For the Pakistani military in general and the ISI in particular, Baloch nationalism contradicts the core ideology of the country, which was created in the name of Islam. Thus, the military has been using brute force in the province to quell a popular movement led by secular nationalists.
The Balochistan imbroglio has diverted much of the military’s efforts on the war on terror.
Instead of fighting al-Qaida and the Taliban in the region, Baloch nationalists allege the army has been using U.S. military hardware, including F-16 jets, Cobra helicopters and CIA listening devices, to kill ethnic Balochs.
According to a report by Amnesty International released in February, more than 90 Baloch activists, teachers, journalists and lawyers have disappeared or been killed.
In a statement issued last week, the Asian Human Rights Commission said 25 Baloch journalists, writers, human rights activists, students and others have been killed so far this year. As of today, the number stands close to 150. The nationalists blame the Pakistani army and intelligence agencies for the killings.
Force has not been the only tactic the Pakistan military has used to crush the movement.
To deprive the province of its secular, Baloch majority, the ISI and its affiliates have helped a large number of Afghan refugees resettle in the province. The refugees were given Pakistani citizenship overnight.
There’s also a huge presence of Afghan refugees at the northern tip of the province close to the Pakistan-Afghanistan border that share a predominant ethnic Pashtun tribal population. Taliban fighters use these areas as hideouts and can easily slip through the porous border into Afghanistan to carry out attacks on US and NATO forces, then retreat to safety in Pakistan.
The change in demographics has helped politicians with a pro-Taliban bent to get seated in the provincial legislature and the government, which controls the bureaucracy and all decisions made in the legislature.
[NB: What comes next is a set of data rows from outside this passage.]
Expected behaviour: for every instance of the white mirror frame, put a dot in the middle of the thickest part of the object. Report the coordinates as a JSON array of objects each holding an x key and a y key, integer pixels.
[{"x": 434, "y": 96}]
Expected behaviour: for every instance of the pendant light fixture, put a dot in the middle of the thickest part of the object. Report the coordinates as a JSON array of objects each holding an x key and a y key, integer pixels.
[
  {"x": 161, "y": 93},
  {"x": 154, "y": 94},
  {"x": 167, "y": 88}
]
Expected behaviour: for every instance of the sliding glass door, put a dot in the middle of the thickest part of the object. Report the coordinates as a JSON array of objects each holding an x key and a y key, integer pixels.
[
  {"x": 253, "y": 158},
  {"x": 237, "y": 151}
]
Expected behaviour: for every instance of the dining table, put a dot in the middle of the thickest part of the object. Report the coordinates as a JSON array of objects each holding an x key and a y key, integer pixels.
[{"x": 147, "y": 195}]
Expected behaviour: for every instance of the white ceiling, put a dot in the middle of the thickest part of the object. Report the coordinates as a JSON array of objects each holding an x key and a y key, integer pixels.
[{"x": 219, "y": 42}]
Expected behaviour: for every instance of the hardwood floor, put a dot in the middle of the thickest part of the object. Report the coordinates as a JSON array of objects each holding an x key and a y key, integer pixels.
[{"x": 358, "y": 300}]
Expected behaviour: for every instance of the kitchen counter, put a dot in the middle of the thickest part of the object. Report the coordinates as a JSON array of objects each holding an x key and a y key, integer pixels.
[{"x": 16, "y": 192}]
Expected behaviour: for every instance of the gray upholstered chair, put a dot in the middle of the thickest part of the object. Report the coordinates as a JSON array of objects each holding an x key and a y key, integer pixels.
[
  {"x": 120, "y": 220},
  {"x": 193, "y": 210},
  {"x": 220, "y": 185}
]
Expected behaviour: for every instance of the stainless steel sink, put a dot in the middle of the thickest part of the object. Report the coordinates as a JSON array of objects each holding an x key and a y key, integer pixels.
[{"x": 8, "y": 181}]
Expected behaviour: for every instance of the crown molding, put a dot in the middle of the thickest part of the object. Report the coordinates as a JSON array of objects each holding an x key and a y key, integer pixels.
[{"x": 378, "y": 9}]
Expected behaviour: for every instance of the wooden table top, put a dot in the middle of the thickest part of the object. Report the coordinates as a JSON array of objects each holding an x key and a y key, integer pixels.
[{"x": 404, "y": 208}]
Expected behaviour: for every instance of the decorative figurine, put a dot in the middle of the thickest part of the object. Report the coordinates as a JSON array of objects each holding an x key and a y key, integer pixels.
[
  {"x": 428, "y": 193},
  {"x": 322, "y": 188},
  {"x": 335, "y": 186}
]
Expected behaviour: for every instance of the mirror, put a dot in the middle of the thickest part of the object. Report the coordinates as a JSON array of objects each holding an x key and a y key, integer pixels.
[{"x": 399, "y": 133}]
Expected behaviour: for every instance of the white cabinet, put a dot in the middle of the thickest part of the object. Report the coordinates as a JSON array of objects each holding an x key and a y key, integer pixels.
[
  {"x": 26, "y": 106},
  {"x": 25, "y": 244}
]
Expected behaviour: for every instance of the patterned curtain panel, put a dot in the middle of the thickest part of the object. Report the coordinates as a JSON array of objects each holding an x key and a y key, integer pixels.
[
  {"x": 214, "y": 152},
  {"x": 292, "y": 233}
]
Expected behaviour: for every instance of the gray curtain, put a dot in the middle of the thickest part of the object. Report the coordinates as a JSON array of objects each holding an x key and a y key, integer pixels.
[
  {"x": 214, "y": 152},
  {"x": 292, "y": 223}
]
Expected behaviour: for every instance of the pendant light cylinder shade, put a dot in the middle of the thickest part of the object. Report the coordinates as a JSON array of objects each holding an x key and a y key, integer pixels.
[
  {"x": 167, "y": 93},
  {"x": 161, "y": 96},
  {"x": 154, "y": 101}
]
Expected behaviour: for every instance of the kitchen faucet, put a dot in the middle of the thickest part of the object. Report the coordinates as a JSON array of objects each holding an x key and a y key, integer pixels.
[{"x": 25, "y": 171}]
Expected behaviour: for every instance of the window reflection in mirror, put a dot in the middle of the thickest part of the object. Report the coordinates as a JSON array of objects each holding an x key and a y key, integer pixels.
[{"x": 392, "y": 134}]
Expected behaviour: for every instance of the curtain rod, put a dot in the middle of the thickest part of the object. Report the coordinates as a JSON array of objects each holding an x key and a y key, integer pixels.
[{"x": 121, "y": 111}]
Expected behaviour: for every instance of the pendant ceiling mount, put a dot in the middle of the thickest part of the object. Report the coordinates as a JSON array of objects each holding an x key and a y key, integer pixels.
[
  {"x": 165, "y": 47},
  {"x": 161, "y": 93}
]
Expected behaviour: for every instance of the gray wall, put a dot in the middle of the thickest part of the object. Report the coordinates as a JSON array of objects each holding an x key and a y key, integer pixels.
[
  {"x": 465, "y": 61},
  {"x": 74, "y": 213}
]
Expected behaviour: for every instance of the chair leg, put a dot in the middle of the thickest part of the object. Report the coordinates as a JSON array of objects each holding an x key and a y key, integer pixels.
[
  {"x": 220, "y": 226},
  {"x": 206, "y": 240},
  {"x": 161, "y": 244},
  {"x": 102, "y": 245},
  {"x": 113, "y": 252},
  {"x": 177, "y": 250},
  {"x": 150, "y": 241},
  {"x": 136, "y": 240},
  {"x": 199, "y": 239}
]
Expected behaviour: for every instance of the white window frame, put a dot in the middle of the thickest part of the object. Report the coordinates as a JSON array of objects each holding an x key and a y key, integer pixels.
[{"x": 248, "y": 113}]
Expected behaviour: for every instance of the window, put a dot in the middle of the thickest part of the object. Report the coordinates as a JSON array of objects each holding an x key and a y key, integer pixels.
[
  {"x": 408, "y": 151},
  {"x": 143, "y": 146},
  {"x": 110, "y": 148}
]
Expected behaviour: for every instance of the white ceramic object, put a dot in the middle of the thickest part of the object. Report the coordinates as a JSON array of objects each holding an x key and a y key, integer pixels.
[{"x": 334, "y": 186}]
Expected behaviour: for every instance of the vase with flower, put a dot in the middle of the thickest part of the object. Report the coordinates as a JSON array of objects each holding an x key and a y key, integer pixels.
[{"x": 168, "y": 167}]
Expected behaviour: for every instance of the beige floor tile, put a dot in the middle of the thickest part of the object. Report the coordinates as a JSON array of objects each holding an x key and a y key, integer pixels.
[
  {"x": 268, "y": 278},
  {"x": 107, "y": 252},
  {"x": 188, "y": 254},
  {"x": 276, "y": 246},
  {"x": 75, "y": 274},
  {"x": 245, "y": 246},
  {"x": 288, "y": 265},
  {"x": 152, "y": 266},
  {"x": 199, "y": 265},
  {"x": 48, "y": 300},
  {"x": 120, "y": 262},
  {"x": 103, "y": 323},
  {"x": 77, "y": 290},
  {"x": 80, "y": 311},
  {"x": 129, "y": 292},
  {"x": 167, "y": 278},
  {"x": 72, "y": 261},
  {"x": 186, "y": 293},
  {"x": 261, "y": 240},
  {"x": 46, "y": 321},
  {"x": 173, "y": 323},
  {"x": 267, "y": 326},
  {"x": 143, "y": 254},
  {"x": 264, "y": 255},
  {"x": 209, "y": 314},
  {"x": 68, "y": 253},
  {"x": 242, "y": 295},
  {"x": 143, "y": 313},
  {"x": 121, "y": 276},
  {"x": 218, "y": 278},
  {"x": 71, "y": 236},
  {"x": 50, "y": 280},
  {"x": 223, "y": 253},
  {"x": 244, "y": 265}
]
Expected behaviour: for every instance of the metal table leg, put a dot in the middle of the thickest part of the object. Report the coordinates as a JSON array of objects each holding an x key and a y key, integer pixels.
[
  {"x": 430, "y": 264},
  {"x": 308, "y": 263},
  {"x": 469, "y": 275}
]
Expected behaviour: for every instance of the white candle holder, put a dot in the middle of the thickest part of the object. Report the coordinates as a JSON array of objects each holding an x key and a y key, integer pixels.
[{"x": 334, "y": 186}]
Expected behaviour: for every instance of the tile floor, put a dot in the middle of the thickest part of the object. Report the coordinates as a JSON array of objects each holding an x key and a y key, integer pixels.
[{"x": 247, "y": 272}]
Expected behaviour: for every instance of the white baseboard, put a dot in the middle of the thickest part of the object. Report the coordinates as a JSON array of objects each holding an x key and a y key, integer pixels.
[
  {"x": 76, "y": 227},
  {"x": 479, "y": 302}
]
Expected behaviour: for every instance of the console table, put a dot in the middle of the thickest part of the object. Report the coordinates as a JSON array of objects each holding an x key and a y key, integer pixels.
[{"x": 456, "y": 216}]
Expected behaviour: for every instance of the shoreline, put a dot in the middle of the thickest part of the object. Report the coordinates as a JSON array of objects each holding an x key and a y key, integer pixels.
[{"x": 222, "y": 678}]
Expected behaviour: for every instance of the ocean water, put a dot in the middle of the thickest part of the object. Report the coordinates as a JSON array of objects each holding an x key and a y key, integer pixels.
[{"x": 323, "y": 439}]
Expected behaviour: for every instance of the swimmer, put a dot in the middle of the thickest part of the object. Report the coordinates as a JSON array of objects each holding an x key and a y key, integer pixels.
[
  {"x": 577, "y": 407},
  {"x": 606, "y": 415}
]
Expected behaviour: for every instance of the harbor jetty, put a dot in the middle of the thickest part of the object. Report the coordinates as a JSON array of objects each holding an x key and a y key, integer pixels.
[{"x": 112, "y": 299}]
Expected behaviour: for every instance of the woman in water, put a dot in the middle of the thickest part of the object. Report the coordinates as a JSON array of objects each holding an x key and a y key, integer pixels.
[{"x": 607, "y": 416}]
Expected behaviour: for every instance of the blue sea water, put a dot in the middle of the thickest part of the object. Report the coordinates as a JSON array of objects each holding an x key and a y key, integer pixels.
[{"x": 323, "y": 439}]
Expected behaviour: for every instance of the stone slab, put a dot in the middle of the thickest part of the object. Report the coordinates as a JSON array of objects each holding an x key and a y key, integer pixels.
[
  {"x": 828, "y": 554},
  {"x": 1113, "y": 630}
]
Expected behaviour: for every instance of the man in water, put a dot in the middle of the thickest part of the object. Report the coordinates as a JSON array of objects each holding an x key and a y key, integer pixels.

For instance, Jamiat Ulema-i-Islam, one of the main religious political parties active in areas where it is believed the Taliban have a large presence, has been a part of every provincial government since the Soviet invasion of Afghanistan in 1979.
On May 2, one day after bin Laden’s killing, hundreds of part activists held a protest in Quetta, the first in Pakistan, to honor the world’s No. 1 terrorist.
Baloch nationalists also claim the ISI has helped Taliban elements buy land worth billions of Pakistani rupees in Quetta and other parts of north Balochistan bordering Afghanistan. These are places where Taliban and al-Qaida elements have been evading U.S. troops for years.
When the U.S. threatened to extend drone attacks to Balochistan, the Jamiat Ulema-i-Islam helped pass an anti-drone-strike resolution in the provincial legislature in October 2009, eliminating any prospect of getting rid of the Taliban’s and al-Qaida’s top brass who might be hiding in the province.
Baloch insurgent groups have been fighting for independence for years, but they have never utilized suicide attacks in order to make the state more vulnerable in the province. The Taliban’s followers have made suicide bombings in the province commonplace.
Balochistan also serves as an alternate and shorter route to ship supplies to NATO and allied forces in Afghanistan. Taliban fighters easily target oil tankers and container trucks taking supplies to the troops.
It’s in the realm of possibility that Mullah Omar, Ayman al Zawahiri, and other top Taliban or al-Qaida leadership could be hiding close to the military garrison in Quetta or in adjacent areas that border Afghanistan.
Nevertheless, expecting the ISI to produce Omar and al Zawahiri is as futile an effort as hoping that a spayed cow will give birth to two calves.
Herald reporter intern Muatasim Qazi is an exchange student from Pakistan attending Everett Community College on a Fulbright Scholarship.